Het College van Beroep besloot op 18 december 2018 dat er geen boete opgelegd kan worden voor een overtreding van de Meststoffenwet wanneer, bij het voornemen tot het opleggen van een boete, de tolerantie-, zekerheids- of handhavingsmarges niet bekend zijn. Als gevolg van deze uitspraak kwam een groot deel van de op dat moment lopende boeteprocedures te vervallen.
Tot voor kort was het onduidelijk hoe boetes behandeld werden wanneer ze gaan over de periode waarin de handhavingsmarges nog niet bekend waren, maar waar het voornemen tot de boete pas na 18 december 2018 verstuurd is. In een procedure die wij namens een klant voerden heeft de Rechtbank van Zeeland en West-Brabant hier uitspraak over gedaan.
Het melkveebedrijf kreeg op 6 juni 2019 meerdere bestuurlijke boetes opgelegd voor verschillende overtredingen van de Meststoffenwet over het jaar 2016. De controle en NVWA-rapporten over deze overtredingen zijn rond april en mei 2018 opgesteld. Ten tijde van het opstellen van deze rapporten waren de tolerantie-, zekerheids-, en handhavingsmarges nog niet bekend. Over dit feit is door ons beroep ingesteld.
De rechtbank heeft nu besloten dat de minister een juiste invulling heeft gegeven aan de uitspraak van het College van Beroep van 18 december 2018. De rechtbank acht het niet noodzakelijk dat deze marges bekend zijn op het moment van overtreden. Op het moment dat het voornemen tot opleggen van een boete verstuurd werd, waren deze marges gepubliceerd.
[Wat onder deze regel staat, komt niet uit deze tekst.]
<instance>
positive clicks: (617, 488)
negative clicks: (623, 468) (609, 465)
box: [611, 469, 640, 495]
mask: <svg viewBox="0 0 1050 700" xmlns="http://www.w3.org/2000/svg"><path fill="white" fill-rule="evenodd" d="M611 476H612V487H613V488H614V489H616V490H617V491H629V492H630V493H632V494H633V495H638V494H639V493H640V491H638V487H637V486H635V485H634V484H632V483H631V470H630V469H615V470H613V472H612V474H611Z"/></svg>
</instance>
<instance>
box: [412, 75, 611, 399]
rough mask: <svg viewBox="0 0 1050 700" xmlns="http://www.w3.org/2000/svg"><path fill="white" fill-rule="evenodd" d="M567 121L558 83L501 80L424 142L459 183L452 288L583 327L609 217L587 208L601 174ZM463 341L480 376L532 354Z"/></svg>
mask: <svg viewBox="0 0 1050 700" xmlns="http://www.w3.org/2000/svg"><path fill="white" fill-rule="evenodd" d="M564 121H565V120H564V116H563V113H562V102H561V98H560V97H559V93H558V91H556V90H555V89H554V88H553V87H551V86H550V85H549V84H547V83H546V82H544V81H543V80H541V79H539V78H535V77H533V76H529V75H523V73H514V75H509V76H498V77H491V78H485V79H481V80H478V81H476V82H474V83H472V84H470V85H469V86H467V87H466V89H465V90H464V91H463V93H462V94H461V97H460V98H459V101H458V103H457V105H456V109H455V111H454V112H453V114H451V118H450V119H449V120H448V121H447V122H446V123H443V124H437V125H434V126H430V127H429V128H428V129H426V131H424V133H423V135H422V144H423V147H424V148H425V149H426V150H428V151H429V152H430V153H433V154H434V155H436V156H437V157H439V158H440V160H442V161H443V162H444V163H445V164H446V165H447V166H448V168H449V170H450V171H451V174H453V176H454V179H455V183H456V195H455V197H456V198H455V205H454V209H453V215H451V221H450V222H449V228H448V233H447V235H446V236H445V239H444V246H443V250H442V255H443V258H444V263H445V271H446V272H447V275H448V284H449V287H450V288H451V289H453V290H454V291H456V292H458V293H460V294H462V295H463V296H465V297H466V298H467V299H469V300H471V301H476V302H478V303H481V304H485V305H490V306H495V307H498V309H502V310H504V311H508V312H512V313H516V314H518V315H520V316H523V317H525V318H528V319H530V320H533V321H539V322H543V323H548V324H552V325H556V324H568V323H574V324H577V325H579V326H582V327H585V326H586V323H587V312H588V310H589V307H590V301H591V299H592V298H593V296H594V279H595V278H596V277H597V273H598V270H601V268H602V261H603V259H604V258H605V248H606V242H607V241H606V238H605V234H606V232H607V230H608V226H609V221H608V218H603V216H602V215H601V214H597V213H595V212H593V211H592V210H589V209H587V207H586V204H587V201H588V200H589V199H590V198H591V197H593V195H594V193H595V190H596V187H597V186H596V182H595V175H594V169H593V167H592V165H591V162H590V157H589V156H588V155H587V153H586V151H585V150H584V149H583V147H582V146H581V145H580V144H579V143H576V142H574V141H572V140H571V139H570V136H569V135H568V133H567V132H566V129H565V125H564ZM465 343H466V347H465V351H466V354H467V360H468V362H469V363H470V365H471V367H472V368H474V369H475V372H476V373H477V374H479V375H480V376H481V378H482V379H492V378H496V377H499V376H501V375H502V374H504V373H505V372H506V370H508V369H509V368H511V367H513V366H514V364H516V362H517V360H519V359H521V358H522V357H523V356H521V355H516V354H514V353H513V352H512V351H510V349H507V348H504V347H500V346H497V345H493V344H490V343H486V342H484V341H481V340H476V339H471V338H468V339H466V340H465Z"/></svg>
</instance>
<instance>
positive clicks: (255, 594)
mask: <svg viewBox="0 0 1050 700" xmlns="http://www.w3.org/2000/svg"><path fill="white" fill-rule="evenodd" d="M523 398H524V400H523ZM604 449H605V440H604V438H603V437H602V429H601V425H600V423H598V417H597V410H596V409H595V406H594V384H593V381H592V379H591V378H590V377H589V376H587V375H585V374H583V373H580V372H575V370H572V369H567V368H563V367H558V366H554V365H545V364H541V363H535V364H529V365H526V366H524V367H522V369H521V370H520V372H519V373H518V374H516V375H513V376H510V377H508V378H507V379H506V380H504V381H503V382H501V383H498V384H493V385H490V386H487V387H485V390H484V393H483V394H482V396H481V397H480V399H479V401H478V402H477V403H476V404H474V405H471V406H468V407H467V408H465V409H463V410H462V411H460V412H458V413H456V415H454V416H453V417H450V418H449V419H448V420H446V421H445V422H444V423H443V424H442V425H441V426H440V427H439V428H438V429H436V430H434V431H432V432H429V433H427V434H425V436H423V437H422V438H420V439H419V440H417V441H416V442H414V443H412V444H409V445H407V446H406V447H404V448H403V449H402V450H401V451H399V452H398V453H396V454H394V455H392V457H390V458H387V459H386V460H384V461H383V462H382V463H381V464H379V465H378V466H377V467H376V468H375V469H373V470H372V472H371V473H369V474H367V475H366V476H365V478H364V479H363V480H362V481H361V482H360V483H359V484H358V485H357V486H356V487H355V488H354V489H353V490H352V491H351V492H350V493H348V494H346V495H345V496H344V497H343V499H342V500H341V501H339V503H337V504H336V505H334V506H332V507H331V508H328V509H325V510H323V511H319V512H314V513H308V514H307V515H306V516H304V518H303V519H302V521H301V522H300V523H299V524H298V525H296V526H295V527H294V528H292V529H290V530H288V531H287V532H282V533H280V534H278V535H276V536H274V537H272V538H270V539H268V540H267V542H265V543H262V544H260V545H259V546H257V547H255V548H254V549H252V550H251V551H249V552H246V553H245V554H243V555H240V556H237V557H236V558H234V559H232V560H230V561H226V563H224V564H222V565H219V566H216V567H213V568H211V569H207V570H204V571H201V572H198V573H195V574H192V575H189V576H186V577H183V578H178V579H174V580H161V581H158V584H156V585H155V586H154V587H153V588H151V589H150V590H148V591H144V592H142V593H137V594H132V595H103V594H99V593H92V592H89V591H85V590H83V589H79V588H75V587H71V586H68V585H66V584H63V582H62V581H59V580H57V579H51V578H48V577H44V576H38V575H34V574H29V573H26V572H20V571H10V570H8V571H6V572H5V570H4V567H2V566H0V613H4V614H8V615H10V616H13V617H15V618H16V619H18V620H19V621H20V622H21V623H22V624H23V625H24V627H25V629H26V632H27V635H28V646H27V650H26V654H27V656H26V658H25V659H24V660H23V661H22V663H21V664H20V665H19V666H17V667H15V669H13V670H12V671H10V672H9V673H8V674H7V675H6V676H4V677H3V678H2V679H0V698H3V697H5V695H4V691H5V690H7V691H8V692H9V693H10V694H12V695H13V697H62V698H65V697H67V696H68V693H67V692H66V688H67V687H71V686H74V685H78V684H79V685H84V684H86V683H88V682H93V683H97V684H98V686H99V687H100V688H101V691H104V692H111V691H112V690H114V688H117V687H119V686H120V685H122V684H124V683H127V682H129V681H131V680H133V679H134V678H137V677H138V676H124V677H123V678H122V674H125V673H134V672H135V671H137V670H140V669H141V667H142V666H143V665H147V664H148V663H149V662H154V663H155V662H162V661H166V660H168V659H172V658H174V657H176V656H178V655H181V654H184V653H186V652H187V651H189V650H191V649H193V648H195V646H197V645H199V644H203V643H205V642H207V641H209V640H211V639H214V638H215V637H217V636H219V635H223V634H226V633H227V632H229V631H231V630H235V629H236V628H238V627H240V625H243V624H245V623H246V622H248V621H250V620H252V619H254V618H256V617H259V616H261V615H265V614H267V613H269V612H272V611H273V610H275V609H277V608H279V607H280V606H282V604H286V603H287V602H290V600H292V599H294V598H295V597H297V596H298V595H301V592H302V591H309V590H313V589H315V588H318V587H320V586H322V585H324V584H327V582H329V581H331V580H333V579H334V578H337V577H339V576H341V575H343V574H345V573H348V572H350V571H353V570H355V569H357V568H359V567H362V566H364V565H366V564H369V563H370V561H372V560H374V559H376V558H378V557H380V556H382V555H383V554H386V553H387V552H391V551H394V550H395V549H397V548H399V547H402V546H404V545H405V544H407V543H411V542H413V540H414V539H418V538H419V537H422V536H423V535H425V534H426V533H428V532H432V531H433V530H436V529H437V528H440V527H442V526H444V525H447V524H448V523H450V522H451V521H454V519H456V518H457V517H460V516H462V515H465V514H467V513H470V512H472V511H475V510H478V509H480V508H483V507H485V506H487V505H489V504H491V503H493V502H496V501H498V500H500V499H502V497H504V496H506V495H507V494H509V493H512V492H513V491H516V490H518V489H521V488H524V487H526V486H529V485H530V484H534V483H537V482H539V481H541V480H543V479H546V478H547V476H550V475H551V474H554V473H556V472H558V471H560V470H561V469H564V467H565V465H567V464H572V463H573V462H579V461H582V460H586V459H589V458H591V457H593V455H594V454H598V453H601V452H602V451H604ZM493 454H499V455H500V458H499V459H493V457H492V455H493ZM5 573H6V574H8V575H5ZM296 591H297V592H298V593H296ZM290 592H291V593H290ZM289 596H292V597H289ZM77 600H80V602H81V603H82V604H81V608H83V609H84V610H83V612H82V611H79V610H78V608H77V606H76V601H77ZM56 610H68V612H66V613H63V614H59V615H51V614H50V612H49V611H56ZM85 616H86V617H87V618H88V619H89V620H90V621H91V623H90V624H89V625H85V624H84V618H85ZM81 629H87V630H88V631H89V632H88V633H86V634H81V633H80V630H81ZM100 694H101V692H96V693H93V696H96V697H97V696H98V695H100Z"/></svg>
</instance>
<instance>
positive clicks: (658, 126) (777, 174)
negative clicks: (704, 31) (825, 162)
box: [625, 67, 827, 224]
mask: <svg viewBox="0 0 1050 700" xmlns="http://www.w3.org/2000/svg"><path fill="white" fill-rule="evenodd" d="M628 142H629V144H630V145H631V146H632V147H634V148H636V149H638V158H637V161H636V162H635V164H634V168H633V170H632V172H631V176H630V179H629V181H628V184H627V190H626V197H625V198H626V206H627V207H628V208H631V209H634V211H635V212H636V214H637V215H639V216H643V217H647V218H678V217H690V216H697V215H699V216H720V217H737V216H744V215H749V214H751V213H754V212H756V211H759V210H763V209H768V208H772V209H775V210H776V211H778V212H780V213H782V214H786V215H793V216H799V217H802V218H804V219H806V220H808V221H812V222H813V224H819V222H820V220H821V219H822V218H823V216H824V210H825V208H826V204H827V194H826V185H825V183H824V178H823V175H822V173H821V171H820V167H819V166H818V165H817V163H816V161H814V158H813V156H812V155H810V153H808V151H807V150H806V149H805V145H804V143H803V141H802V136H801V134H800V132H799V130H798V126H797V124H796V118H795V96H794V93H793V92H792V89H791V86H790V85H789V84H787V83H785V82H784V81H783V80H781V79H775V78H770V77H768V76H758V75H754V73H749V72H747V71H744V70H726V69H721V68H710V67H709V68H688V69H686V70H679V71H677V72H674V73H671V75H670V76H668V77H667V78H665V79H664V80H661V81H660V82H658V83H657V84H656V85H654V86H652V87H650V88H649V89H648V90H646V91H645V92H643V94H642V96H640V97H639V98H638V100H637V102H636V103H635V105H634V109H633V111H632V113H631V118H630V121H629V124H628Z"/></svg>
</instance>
De rechtbank gaat mee met de minister en stelt dat het melkveebedrijf voldoende informatie heeft gehad om zichzelf adequaat te kunnen verdedigen tegen het boetebesluit en de daaraan onderliggende feiten.
Deze uitspraak van de rechter geeft aan dat de openbaarheid van marges pas vereist is op het moment dat het voornemen tot boete aan de betrokkene wordt medegedeeld.